The California Legislative Analyst's Office provided an estimate of net state and local government fiscal impact for Proposition 220. That estimate was:
- "Unknown net fiscal impact to the state from consolidation of superior and municipal courts. To the extent that most courts choose to consolidate, there would likely be annual net savings in the millions to tens of millions of dollars in the long term."
- "The California Constitution provides for superior and municipal courts, referred to as the state's "trial courts." Currently, the state and the counties pay for the operation of the trial courts. Recent changes in law require that the state pay for all future increases in operating costs, beginning on July 1, 1997.
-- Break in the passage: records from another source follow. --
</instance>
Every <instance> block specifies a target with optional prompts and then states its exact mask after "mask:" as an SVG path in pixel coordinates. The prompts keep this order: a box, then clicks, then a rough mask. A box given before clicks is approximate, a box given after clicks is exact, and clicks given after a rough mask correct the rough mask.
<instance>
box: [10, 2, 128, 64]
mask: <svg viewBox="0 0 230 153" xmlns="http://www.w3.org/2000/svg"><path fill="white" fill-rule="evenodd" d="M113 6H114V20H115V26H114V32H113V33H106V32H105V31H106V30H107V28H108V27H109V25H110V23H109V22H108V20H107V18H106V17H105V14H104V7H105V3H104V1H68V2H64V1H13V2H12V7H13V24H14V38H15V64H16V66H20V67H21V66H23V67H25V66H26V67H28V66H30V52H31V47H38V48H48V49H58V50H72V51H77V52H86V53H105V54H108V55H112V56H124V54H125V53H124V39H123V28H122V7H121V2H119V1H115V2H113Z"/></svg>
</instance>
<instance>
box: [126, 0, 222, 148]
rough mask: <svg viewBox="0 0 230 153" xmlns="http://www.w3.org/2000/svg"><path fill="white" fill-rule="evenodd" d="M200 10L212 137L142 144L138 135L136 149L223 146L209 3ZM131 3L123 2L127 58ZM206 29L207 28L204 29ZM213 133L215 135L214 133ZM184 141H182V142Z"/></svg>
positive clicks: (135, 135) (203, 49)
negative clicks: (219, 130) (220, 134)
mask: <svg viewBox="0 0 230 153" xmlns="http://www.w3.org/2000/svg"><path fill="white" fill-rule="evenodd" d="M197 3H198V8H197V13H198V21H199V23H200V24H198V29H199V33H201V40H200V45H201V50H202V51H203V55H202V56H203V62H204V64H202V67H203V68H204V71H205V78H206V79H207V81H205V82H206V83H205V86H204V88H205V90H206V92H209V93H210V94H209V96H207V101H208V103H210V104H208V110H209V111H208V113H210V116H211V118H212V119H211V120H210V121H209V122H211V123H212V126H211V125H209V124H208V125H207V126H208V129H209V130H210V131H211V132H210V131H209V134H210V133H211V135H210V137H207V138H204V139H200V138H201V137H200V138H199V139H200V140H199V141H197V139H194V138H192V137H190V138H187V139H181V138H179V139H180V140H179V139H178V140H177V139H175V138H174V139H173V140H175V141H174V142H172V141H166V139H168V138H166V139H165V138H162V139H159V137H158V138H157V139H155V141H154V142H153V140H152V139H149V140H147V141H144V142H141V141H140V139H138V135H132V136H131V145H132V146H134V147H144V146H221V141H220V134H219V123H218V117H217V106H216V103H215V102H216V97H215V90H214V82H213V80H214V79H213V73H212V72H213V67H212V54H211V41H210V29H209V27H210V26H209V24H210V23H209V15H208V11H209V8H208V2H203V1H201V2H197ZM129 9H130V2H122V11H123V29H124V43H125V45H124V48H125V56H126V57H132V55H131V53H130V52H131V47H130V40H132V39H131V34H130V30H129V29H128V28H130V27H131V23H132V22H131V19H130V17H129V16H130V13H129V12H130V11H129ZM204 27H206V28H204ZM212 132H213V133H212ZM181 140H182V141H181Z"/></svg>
- Superior courts generally handle cases involving felonies, family law (for example, divorce cases), juvenile law, civil lawsuits involving more than $25,000, and appeals from municipal court decisions. Each of the state's counties has a superior court. Currently, there are 805 superior court judgeships.
- Municipal courts generally handle misdemeanors and infractions and most civil lawsuits involving disputes of $25,000 or less. Counties are divided into municipal court districts based on population. Currently, there are 675 municipal court judgeships.
- Current law requires trial courts to improve their operations in a variety of ways. For example, judges of either court may hear both superior and municipal court cases and staff can be shared between the superior and municipal courts within a county."
Path to the ballot
Proposition 220 was voted onto the ballot by the California State Legislature via SCA 4.